Enfin les Romains passèrent cette rivière fameuse, interdite à leurs aigles depuis deux cents ans, non loin de laquelle s'était élevée la demeure d'Attila et où s'élevait encore celle de Baïan; mais ils ne la passèrent qu'en petit nombre et pour observer l'ennemi.
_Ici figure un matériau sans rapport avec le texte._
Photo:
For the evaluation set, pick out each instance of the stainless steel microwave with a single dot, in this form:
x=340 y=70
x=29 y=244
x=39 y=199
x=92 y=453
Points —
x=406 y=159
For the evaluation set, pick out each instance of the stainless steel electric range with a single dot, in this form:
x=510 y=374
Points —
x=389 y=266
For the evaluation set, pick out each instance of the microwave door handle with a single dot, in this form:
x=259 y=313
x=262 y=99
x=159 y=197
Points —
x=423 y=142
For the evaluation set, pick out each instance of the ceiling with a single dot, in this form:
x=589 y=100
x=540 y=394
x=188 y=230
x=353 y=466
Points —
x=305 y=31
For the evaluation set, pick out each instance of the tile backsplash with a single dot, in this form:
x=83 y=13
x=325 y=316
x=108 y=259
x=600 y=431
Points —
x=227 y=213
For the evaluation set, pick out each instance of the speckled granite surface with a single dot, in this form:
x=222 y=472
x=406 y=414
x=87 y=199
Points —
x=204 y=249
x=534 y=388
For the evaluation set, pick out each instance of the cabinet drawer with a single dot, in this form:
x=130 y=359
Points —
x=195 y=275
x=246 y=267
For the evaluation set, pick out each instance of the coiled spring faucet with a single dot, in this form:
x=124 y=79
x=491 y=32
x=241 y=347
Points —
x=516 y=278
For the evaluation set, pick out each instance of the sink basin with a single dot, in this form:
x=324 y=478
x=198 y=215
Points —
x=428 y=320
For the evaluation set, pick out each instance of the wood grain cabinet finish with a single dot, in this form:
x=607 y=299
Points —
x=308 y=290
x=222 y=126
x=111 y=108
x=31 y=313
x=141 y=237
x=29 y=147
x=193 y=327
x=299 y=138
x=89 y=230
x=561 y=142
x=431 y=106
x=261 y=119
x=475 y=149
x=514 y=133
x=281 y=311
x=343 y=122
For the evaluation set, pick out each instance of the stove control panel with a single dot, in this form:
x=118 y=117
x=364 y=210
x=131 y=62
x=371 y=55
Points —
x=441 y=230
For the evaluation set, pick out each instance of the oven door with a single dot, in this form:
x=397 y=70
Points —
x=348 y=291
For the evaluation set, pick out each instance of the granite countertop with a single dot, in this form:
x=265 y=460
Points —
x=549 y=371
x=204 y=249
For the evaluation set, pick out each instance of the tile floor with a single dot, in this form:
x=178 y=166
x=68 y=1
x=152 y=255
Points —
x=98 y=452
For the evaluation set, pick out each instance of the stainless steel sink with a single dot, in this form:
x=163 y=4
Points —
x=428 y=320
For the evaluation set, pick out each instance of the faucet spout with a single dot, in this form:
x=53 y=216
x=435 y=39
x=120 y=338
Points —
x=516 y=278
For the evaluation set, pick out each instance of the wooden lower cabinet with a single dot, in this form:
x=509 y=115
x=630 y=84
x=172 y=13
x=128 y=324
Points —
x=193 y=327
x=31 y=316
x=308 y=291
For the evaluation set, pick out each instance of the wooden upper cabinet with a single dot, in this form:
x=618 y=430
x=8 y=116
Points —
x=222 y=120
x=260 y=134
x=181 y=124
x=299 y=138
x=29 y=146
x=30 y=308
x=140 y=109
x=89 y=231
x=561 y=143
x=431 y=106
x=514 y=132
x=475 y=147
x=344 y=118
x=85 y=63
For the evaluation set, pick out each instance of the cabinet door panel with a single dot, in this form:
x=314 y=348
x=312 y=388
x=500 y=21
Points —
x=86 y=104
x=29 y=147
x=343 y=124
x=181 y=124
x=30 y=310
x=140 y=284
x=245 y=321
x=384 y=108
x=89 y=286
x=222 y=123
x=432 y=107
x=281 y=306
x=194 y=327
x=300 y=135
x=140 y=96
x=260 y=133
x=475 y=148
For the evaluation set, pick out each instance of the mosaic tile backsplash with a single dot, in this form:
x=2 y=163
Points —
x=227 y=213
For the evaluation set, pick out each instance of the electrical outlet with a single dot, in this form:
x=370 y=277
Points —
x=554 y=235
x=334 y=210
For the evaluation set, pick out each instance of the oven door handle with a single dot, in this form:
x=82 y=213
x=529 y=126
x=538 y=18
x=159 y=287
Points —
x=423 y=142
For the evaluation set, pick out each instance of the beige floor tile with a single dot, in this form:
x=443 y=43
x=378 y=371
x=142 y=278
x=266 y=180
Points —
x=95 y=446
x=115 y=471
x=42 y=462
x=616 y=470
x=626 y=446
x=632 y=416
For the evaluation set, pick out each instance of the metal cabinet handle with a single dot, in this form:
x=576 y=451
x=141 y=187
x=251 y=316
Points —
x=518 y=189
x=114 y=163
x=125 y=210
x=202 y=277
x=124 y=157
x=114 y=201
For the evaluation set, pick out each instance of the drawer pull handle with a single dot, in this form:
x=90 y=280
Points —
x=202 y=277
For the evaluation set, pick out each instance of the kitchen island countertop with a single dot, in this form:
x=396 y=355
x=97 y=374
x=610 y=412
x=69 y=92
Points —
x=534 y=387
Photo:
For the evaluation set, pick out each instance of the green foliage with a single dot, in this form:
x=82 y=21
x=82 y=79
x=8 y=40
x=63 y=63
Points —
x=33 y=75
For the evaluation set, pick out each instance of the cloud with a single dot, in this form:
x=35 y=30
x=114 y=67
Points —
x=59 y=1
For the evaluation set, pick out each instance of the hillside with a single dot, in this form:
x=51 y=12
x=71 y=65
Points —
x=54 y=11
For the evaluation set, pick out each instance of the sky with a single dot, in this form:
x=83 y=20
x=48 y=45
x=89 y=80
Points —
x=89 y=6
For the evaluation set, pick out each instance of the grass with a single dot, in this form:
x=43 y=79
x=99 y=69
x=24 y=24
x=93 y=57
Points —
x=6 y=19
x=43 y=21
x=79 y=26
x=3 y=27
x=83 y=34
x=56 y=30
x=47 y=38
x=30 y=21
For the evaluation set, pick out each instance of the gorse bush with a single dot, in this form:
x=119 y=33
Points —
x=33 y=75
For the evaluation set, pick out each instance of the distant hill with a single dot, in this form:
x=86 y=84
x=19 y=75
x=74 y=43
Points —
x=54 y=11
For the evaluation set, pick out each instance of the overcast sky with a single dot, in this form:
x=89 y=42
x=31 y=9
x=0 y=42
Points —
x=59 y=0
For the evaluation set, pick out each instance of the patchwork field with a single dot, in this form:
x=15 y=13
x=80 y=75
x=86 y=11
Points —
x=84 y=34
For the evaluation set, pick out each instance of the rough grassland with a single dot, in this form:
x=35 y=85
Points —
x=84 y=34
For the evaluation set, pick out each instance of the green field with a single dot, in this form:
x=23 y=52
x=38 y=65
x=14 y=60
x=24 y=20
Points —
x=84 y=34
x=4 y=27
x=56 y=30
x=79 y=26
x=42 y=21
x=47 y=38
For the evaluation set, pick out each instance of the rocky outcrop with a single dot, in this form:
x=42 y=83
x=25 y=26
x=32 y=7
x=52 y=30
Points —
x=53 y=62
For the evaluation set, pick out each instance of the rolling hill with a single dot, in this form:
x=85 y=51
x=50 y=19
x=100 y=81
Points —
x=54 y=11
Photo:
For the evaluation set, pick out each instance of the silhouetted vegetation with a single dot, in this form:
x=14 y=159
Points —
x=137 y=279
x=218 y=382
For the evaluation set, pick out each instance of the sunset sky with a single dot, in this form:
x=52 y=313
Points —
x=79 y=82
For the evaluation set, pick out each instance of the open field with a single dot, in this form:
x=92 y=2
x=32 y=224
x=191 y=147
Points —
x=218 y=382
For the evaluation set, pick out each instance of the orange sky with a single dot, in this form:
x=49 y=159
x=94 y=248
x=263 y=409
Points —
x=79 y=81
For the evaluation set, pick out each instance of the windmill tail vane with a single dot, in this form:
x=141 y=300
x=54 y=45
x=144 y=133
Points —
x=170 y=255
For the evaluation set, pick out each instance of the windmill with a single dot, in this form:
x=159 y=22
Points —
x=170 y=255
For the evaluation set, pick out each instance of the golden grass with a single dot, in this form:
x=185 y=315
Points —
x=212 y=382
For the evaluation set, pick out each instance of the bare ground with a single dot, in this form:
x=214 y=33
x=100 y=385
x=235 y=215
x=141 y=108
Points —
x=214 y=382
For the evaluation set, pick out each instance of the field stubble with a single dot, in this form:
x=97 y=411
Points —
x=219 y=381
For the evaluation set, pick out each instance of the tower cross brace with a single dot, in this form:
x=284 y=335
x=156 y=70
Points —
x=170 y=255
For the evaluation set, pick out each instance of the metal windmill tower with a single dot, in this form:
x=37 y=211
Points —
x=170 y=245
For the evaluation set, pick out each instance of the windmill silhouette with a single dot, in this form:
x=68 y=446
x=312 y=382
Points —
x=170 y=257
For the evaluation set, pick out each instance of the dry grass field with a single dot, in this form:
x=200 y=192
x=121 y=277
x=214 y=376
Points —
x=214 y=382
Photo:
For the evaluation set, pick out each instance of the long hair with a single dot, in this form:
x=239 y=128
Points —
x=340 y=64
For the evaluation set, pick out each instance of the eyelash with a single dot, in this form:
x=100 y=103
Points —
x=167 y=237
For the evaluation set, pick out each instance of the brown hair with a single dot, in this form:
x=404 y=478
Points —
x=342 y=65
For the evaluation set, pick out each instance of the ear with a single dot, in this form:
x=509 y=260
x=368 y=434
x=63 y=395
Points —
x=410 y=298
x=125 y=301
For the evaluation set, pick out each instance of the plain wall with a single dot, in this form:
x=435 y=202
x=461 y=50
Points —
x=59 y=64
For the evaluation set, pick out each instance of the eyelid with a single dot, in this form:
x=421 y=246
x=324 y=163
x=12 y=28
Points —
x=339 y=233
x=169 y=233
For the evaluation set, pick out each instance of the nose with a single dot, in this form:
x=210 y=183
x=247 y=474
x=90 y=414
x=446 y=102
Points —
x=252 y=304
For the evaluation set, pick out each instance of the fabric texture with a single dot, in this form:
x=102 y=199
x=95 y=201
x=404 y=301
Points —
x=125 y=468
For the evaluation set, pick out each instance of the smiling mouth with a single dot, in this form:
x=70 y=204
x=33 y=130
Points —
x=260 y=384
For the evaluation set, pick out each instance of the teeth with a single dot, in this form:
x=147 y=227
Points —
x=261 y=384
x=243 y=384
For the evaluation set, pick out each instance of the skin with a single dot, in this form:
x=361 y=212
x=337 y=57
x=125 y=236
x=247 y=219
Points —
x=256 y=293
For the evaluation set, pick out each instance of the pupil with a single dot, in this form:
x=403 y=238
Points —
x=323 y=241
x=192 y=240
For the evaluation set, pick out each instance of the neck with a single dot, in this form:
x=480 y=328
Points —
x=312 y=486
Ce détachement tomba au milieu de trois bourgades habitées par des Gépides, et dans lesquelles ces serfs des Avars célébraient par des festins une de leurs fêtes nationales[79]. Chose incroyable, ils ignoraient qu'il se fût livré la veille une grande bataille dans leur voisinage, tant leurs maîtres les tenaient isolés et étrangers à tout intérêt public! Les Romains tombèrent sur cette tourbe de serfs désarmés et endormis pour la plupart, comme ils étaient tombés sur la peuplade du roi Musok, et la traitèrent de même. Baïan n'avait fui que pour revenir, avec le dernier débris de sa puissance, livrer une dernière bataille, qu'il perdit. Pourtant les Romains n'allèrent pas plus avant, ils évacuèrent même bientôt la rive septentrionale du Danube pour rentrer dans leurs quartiers.

[Note 79: ][(retour) ] Transeunt et offendunt Gepidarum villas tres qui, considentes et compotantes, festum patrium magna frequentia celebrabant. Id. ibid.

Baïan ne mourut pas dans cette bataille, mais il y survécut peu, car son nom disparaît presque aussitôt de l'histoire. Élevé au commandement de son peuple vers 565 et fort jeune encore, il l'avait gouverné pendant trente-six ans. La fortune, qui se retire des vieillards, lui fit payer cher dans ses dernières années les faveurs trop éclatantes dont elle l'avait comblé à son début. Ce fondateur du second empire hunnique, qui de prime-saut l'avait égalé presque au premier, le laissa en mourant humilié et compromis. Cet amer retour du sort lui remit peut-être en mémoire les roues du char de Sésostris, et les autres moralités dont le médecin Théodore l'amusait autrefois: la perte de ses onze fils, tombés sous ses yeux victimes de son insatiable ambition, l'avait atteint d'une blessure qui ne se ferma plus. Comme s'il eût toujours senti sur sa tête la main du Dieu des chrétiens, dont il s'était joué par ses parjures, il répéta plus d'une fois, comme à Drizipère, «que Dieu jugerait entre Maurice et lui.» Maurice périt la même année ou l'année suivante, 602, décapité par les ordres du centurion Phocas, à la suite d'une révolte de soldats venue à propos de la dernière guerre contre les Avars. Le kha-kan put aller rendre ses comptes en face de son adversaire, devant le juge qu'il avait choisi.